I feel that I’m constantly trying to examine things I might be doing wrong, and making improvements in my life. I’ve heard throughout my entire dating life that I throw temper tantrums when I don’t get my way. I would like to address this here and now.
While I can certainly understand why my exes get this notion about me I would like to tell the world why. I would like to layout a real life scenario then explain my actions. While talking to Derek a couple weeks ago he had mentioned coming down on a Thursday and leaving Saturday. I rearranged my work schedule, and made preparations for his arrival. On Wednesday I get ahold of him and he informs me that he has to work on Thursday, and I say that’s fine. So instead of him just offering to come Friday, or coming Thursday after work he just let the subject go. Friday rolls around and he’s telling me that he’s trying to convince his friends to go to a restaurant called Devon Seafood Grill. This place in 20 minutes away from my house but because his friends didn’t want to go he wasn’t going to come down. Uhhhhhh wait a second. So you would come down here if your friends wanted to go to a restaurant but not just to see me. This is where my “temper tantrum” takes place and by “temper tantrum” I mean calling people out on their bullshit.

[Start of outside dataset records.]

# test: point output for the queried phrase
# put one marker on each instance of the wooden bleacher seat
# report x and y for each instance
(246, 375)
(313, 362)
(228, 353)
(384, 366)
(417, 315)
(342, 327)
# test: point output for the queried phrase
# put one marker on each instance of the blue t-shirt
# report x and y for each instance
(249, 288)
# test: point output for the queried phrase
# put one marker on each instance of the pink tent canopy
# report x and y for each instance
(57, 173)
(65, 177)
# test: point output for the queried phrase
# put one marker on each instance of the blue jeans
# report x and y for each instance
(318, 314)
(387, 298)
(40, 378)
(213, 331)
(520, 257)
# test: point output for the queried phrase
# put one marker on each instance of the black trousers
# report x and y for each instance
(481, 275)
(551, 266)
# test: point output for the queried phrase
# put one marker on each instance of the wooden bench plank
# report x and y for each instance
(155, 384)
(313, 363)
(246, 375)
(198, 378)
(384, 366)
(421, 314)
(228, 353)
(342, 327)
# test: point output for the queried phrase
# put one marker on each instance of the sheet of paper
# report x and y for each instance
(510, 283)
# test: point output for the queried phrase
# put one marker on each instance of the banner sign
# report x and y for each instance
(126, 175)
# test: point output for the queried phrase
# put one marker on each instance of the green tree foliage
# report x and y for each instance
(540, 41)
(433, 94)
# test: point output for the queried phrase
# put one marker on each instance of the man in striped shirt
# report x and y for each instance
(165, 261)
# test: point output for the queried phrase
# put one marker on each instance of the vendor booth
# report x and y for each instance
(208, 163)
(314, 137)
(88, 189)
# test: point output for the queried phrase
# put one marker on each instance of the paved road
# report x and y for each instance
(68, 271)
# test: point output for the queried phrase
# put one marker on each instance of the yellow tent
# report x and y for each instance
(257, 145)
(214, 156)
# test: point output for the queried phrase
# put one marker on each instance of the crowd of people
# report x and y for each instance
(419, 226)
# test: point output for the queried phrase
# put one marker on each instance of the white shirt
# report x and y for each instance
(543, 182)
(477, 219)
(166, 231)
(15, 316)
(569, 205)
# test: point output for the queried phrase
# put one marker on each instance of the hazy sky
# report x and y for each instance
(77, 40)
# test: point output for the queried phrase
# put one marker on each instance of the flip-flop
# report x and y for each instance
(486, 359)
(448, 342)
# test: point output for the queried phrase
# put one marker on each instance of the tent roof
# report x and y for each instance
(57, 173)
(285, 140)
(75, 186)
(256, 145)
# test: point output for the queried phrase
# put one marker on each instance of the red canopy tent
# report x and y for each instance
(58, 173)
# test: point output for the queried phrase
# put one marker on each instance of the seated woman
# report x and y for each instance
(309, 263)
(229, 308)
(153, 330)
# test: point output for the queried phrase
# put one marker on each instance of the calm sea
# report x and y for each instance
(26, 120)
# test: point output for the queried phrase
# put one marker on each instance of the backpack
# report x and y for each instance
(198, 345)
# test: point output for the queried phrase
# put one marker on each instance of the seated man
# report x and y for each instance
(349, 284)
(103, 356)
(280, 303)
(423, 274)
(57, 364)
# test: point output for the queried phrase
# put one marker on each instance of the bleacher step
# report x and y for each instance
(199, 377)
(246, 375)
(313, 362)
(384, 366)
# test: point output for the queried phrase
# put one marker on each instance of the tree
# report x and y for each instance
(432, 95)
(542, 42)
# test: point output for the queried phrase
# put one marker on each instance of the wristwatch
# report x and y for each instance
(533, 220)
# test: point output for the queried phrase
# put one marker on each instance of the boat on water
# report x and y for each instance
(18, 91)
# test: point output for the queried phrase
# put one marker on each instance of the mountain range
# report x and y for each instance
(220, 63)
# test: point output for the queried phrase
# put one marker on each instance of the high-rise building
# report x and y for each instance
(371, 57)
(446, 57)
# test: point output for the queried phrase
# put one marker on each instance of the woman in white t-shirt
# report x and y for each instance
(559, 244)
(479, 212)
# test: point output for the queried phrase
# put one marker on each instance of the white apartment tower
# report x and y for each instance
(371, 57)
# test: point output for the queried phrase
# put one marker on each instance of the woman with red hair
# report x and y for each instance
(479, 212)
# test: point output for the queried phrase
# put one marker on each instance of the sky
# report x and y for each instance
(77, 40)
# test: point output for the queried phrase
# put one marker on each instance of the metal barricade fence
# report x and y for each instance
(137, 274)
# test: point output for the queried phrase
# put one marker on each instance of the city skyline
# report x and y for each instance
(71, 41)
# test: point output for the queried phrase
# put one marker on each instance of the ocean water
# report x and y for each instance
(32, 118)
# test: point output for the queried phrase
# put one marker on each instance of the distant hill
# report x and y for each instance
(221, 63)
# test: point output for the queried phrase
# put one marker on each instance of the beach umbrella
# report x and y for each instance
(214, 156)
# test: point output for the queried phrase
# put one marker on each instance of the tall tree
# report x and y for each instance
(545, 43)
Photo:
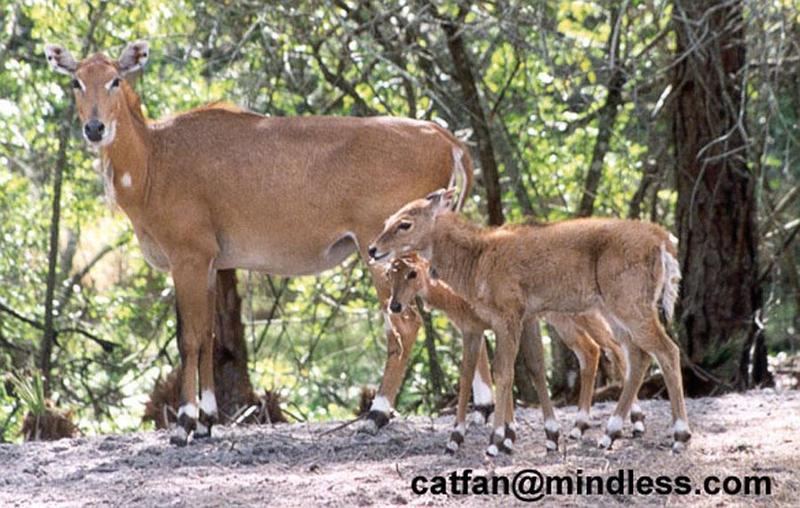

I will definitely state my opinions in every situation. Basically, Derek, you are full of shit and I will let you know about it. If you don’t want to see me stop wasting my time. Trust me you’re not that great, and if you were this wouldn’t even be happening. Apparently this is very off putting to 99% of the population and truthfully I don’t even care if it’s considered aggressive. Be real with me because I will always be real with you. Be considerate of my time, especially when I’m going out of my way to make things perfect. Not doing those things are going to put you on the fast track of hearing about yourself in my world.
Another example of the same sort of situation is when Rob text me at the beginning of the year telling me he tested positive for chlamydia. I immediately went and got tested and I was fine. Now he’s telling me he only slept with me and this girl from back in August. Welllllllllllll since I didn’t have anything after months of sleeping together and then magically you turn up with it you don’t need to lie to me and tell me it’s only been me and someone else. Like get real. You obviously had to sleep with someone else if I was fine. Stop bullshitting me. Also men if you text someone with that kind of information you should probably be very apologetic instead of accusatory.
I’m even further convinced of my being alone forever. Especially with these world class losers I date.